Abstract

A monic, irreducible polynomial in one variable having integer coefficients and all real roots deserves particular interest if its roots lie in an interval of length 4 whose end-points are not integers. This follows by some pioneering studies by R. Robinson. Thanks to the crucial support of computers, a number of contributions over the decades settled the existence question for such polynomials up to degree 18. In this article, we find out that almost all of these polynomials can be recovered with algebraic operations from a few polynomials of small degree. Furthermore, a great number of the polynomials discovered by Robinson can be actually obtained as simple linear combinations of Chebyshev polynomials.
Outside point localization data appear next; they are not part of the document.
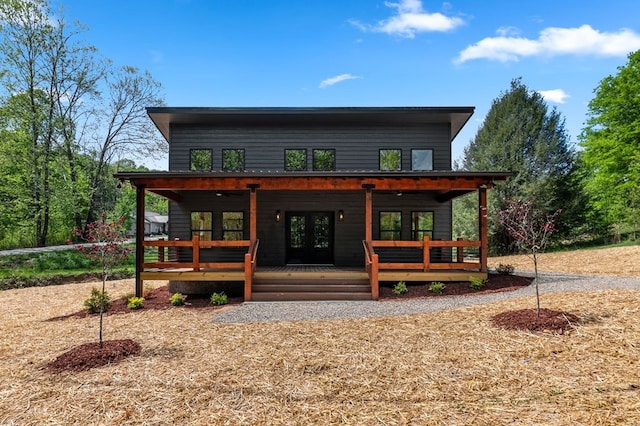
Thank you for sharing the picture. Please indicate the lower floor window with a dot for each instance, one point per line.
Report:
(233, 226)
(421, 225)
(202, 225)
(390, 225)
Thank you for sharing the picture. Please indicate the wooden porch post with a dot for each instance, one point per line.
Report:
(368, 213)
(253, 221)
(483, 232)
(253, 236)
(140, 190)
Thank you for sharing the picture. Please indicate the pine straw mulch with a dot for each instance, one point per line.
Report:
(448, 367)
(96, 354)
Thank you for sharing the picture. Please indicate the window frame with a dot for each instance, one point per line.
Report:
(399, 167)
(394, 232)
(224, 159)
(313, 160)
(413, 161)
(231, 231)
(203, 230)
(192, 151)
(418, 234)
(286, 160)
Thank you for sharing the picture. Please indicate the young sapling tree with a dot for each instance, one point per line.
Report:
(531, 230)
(105, 245)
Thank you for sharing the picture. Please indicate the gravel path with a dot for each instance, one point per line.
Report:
(309, 311)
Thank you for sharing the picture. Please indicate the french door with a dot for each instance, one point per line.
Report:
(309, 237)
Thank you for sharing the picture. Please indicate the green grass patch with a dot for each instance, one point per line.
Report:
(36, 269)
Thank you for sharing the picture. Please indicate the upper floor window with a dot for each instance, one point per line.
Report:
(390, 159)
(390, 225)
(421, 159)
(421, 225)
(232, 226)
(295, 160)
(200, 160)
(324, 159)
(233, 160)
(202, 225)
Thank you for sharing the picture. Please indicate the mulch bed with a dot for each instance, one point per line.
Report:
(91, 355)
(495, 283)
(158, 298)
(531, 320)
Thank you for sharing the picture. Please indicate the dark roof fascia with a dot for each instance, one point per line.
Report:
(163, 117)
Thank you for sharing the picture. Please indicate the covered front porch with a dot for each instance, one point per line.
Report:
(166, 260)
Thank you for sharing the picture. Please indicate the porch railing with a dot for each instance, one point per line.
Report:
(461, 260)
(170, 254)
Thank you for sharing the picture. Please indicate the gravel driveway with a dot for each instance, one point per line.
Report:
(308, 311)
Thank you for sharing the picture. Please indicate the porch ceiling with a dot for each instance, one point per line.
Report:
(447, 184)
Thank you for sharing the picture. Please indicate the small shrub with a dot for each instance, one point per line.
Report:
(505, 269)
(148, 289)
(400, 288)
(219, 298)
(437, 287)
(135, 303)
(476, 283)
(125, 297)
(98, 299)
(177, 299)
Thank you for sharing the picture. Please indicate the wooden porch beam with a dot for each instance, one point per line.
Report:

As a byproduct, we found several families of hyperbolic polynomials related to Salem’s numbers.

摘要

一个具有整数系数和所有实根的变量中的一元不可约多项式如果其根位于长度为 4 且端点不是整数的区间内，则值得特别关注。紧随其后的是 R. Robinson 的一些开创性研究。由于计算机的关键支持，几十年来的许多贡献解决了此类多项式的存在性问题，直到 18 次。在本文中，我们发现几乎所有这些多项式都可以通过几个多项式的代数运算来恢复程度小的。此外，罗宾逊发现的大量多项式实际上可以作为切比雪夫多项式的简单线性组合获得。作为副产品，我们发现了几个与塞勒姆数相关的双曲多项式族。